Scribble at 2026-02-24 15:00:27 Last modified: 2026-02-26 12:22:10

とある事情があって、高校の生物から始めて、ひととおり人体生理学や栄養学、食品学あるいは食品表示法などに至るまで、食生活と人体との関わりについて学びなおすことにした。個々の話題については、もちろん高校時代から少しずつは授業なり読書なり、あるいはテレビ番組などでも知識を得ているし、2年ほど前にはブルーバックスの『新しい高校生物の教科書』というのを通読したこともあった。しかしながら、やはり僕は記憶力が弱いという自覚があって、ノートを取って何度も復習しないと全く記憶に残っていない。せいぜい、「各章の冒頭にクイズみたいなものがあった」という、どうでもいい印象くらいしか残っていないわけで、これでは時間の無駄である。そういうことで、自分自身の生物としての仕組みについて概略を知るために必要なことがらに集中して、色々な関連する分野を学んでノートをしっかりつけて復習することにしたわけである。

なお、僕は還暦も近いため時間に余裕はない。いくらでも「教養」などと言って脇道へ逸れている余裕はないので、不要と思われる事項は無視することとした。たとえば、原核生物、植物、進化論、生態系は、ひとまず割愛だ。したがって、高校の生物の教科書として眺めると、おおよそ半分くらいの分量は無視することになる。ということで、まず高校の生物から学び直しているのだが、最近は「生物基礎」という入門的な課程と「生物」という advanced な課程に分かれているようだ。でも、お互いに密接に関連しているどころか、説明するべき内容が重複している場合もあるため、これは目次を眺めているだけでも困惑させられる。それが分かっているからなのか、たとえば数研出版の「チャート式」の参考書では、敢えて生物基礎と生物とを組み合わせて(必ずしもうまく言っているとは思えないが)内容を構成している。これはこれで一つの見識だ。

思い返すと、僕はかつて江坂の補習塾で中学の理科を教えていたことがあり、特に化学や物理で原子を教えるときに「中学ではここまでしか教えないが、高校や大学では更に細かい仕組みを教わることになる」などと説明すると、たいてい生徒の反応はドン引きである。つまり、自分たちが大人から手加減されて、表面的で程度の低い雑なことを教えられているという印象を受けるらしい。なので、いつもサービスとしてクォークとレプトンの話もするわけだが、そうした説明は実感の無いスケールの話であるため、今度は生徒の多くが興味を失ってしまうという代償がある。もちろん、進学塾ではなく補習塾へ集まっている生徒に電荷やスピンを使った教え方は難しい。

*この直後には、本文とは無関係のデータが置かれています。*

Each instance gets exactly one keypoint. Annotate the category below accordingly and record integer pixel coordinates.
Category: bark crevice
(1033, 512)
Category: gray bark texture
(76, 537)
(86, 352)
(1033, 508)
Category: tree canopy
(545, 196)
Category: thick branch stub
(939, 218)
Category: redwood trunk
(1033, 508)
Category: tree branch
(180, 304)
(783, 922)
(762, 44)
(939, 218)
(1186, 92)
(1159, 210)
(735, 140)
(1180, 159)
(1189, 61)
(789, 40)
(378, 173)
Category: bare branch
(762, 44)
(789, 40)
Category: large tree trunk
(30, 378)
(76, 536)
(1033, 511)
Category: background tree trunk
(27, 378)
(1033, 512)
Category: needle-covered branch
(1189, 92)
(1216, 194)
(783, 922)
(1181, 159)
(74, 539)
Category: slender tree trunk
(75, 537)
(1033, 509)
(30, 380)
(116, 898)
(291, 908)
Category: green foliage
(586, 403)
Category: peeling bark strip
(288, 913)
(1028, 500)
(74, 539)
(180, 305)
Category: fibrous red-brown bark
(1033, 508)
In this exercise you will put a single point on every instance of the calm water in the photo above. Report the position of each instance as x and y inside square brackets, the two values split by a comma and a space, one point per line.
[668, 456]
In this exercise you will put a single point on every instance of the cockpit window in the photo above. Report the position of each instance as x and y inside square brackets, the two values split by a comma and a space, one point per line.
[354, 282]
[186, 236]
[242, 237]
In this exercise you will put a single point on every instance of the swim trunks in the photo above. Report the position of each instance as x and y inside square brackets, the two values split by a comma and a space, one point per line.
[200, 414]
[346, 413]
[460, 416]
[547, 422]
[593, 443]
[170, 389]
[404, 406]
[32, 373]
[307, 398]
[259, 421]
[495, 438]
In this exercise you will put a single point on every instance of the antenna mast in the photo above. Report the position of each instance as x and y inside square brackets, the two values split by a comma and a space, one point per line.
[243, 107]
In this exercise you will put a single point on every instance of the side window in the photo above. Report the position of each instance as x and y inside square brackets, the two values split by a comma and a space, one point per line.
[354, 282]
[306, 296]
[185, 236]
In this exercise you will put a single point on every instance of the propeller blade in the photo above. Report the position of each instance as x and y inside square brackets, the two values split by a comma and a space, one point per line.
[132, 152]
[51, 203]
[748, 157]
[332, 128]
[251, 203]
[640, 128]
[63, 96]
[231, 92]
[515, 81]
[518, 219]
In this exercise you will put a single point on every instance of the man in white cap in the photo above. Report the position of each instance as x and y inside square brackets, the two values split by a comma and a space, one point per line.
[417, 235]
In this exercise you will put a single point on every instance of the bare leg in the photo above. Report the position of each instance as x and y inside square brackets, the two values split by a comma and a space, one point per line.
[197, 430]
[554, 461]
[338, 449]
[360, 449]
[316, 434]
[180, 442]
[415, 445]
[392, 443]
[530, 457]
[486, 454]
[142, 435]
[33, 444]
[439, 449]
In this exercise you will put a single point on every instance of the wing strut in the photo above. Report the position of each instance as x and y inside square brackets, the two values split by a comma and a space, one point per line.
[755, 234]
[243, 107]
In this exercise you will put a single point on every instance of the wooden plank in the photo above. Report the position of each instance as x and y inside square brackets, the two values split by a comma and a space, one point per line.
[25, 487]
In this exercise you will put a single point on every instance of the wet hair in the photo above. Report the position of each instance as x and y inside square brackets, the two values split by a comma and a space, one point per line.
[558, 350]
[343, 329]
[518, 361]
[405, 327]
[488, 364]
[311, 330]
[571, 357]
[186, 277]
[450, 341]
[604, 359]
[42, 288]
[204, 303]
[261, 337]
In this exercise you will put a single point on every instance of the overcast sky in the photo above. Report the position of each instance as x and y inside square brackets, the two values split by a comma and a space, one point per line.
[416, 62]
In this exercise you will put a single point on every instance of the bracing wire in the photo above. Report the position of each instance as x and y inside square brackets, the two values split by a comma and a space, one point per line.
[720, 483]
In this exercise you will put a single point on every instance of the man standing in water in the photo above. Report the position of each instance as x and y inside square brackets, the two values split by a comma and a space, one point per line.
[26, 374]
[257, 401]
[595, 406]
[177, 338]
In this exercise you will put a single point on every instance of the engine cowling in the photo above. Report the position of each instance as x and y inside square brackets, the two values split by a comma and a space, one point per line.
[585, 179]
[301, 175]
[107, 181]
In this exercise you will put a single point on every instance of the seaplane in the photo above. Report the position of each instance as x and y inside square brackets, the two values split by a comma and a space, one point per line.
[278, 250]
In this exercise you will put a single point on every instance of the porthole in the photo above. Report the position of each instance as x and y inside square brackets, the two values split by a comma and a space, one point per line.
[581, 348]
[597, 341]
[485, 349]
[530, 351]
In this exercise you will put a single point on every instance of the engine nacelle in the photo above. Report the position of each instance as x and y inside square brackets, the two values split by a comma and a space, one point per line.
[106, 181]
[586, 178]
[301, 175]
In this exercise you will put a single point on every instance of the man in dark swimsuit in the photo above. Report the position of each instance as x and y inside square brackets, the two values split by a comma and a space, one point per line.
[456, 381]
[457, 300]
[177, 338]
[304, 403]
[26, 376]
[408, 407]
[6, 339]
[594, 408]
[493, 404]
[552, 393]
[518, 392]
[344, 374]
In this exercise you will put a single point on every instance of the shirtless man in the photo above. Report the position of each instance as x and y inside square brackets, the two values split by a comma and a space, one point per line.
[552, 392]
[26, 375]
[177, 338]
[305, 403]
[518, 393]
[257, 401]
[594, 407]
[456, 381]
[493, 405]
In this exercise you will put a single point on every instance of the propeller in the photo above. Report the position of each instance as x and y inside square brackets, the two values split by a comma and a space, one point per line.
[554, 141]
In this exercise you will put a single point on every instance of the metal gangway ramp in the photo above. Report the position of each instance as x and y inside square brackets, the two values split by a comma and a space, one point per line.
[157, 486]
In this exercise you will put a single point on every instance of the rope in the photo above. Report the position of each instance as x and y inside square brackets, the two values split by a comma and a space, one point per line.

確かに、どれほど丁寧に解説できるとしても、一つ一つの事項を大学レベルまで教えて次へ進むというのでは、まず教える内容が膨大になりすぎる。中学3年、高校まで入れても6年で大学受験という時間の制限があるのだから、現実にはそういう質実剛健な教科書は扱えないはずだ。生物だけで毎日のように授業をする必要があるし、教科書は数千ページになるだろう。もちろん、そういう教科書なり参考書があってもチャレンジングで結構だとは思うが(アメリカのホーム・スクーリングに対応するなら、そういうのがあってもいい。もっとも、教える親の大半が扱えないとは思うが)、そこまでやろうという人は限られてくるため、出版社としても手を付けないと思う。こういうことなので、プロパーの有志が集まって電子書籍の教科書を作ってはどうかと思うのだけれど、なかなか難しいようだ。

[追記:2026-02-26] 冒頭で述べた一部の内容を割愛する話は、もちろん高等教育課程(教養課程)の生物学についても言える。手元にある『生物学』(第2版、石川 統/編、東京化学同人、2008)でも、全9章の中で残るのは、1章(生体物質)、2章(細胞と細胞分裂)、3章(代謝とエネルギー)、7章(ホメオスタシス)くらいだ。もちろん他の事項も色々なところで関連があるのかもしれないが、とりあえずいまこうして生きている僕自身の身体を知るのに直接の関係があるかどうか、現に分からないような分野はスルーせざるをえない。再び「二周目」のチャンスがあれば目を通す機会もあろう。もっとも、その理由がただの暇潰しでしかないなら、なおさら別のことへ集中したほうがよいとは思うが。